In real usage scenarios, the desired condition of d being much smaller than D (d<<<D) is not always achieved or controllable by the user. In addition, users may not know or be aware that the two channel noise suppressor in such a remote listening system works better when the remote device is much closer to the sound source than to the local device.
Accordingly, one aspect of the disclosure here is an automatic method of changing a noise suppressor mode of operation in a remote listening system, from a two channel noise suppressor to a one channel suppressor, when d (the distance between the remote device and a desired sound source) becomes greater than a threshold. The threshold may be, for example, one half of D (the distance between the desired sound source and the local device.) The threshold represents the situation where the remote device is not placed sufficiently close to the talker or is too far away from the talker (e.g., because the talker moves away from the remote device, or someone has moved the remote device away from the talker.)
In one aspect, the method does not directly measure the distances d and D, but rather measures what may be equivalent, e.g., sound [pressure] levels in the remote microphone signal and in the local microphone signal, the powers of the two microphone signals, root mean square, RMS, values of the two microphone signals, all of which are encompassed here as the strengths of the two microphone signals.
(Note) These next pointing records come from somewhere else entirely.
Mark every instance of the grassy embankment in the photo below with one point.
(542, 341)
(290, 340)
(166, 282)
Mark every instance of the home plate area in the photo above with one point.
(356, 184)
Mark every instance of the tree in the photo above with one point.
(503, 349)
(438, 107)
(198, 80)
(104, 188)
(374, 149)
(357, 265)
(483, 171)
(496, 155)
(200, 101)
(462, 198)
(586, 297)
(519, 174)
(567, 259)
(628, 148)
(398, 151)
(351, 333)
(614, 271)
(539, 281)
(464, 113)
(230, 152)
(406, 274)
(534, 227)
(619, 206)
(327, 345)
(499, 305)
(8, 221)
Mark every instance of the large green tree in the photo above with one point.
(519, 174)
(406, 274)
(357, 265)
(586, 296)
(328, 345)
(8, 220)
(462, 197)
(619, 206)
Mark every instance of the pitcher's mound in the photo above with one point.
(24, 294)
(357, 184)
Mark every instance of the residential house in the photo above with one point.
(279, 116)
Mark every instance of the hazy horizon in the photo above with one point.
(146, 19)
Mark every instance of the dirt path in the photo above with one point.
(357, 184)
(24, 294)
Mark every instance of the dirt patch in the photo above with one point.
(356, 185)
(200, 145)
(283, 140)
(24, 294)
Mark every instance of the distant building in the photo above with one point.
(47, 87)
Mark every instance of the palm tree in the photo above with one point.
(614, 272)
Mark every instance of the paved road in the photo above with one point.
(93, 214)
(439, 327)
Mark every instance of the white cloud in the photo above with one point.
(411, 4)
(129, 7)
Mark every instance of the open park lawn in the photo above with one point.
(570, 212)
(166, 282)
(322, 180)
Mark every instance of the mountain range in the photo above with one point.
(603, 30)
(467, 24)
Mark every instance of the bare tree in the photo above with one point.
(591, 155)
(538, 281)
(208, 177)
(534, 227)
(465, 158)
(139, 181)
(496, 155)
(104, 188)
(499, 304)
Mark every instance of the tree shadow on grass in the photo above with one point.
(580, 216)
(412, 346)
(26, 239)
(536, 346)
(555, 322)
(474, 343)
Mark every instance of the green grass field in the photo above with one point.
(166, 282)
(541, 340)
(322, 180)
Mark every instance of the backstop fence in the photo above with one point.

A difference between the strengths of the two microphone signals may be equivalent to the ratio between d and D. If the difference, remote microphone strength—local microphone strength, is less than a threshold then this suggests that the remote microphone at distance d is not close enough to the sound source, such that only the remote microphone signal is applied to a single channel input of a single channel noise suppressor. But if the difference is greater than the threshold then this suggests that the remote microphone at distance d is close enough to the sound source, and as such the local and remote microphone signals are applied simultaneously to the two input channels of two channel noise suppressor. In both cases, the noise suppressor produces an output audio signal that contains the desired sound from the sound source (e.g., speech of a talker) but with reduced ambient noise. The output audio signal is provided to drive a speaker in the local device, enabling the user to better hear the desired sound. Using such a method, the automatic change from the two channel noise suppressor to the single channel noise suppressor modes of operation advantageously prevents the system from attenuating the desired sound, when the source of the desired sound is not close enough to the remote microphone.
In another aspect, an intelligibility enhancer containing a spectral shaping filter and a power normalizer increases the speech intelligibility further without adding additional gain. The intelligibility enhancer may be derived from the speech intelligibility index (SII) models and has been shown to increase speech intelligibility without adding additional gain or strength to the remote microphone signal, in situations where the remote microphone signal may or may not be also processed by a noise suppressor.
The above summary does not include an exhaustive list of all aspects of the present disclosure. It is contemplated that the disclosure includes all systems and methods that can be practiced from all suitable combinations of the various aspects summarized above, as well as those disclosed in the Detailed Description below and particularly pointed out in the Claims section. Such combinations may have particular advantages not specifically recited in the above summary.
BRIEF DESCRIPTION OF THE DRAWINGS
Several aspects of the disclosure here are illustrated by way of example and not by way of limitation in the figures of the accompanying drawings in which like references indicate similar elements. It should be noted that references to “an” or “one” aspect in this disclosure are not necessarily to the same aspect, and they mean at least one. Also, in the interest of conciseness and reducing the total number of figures, a given figure may be used to illustrate the features of more than one aspect of the disclosure, and not all elements in the figure may be required for a given aspect.
FIG. 1 shows a user and a remote listening system operating in a noisy ambient environment.
FIG. 2 is a block diagram of part of the remote listening system.
FIG. 3 illustrates an example of some relevant waveforms in the remote listening system.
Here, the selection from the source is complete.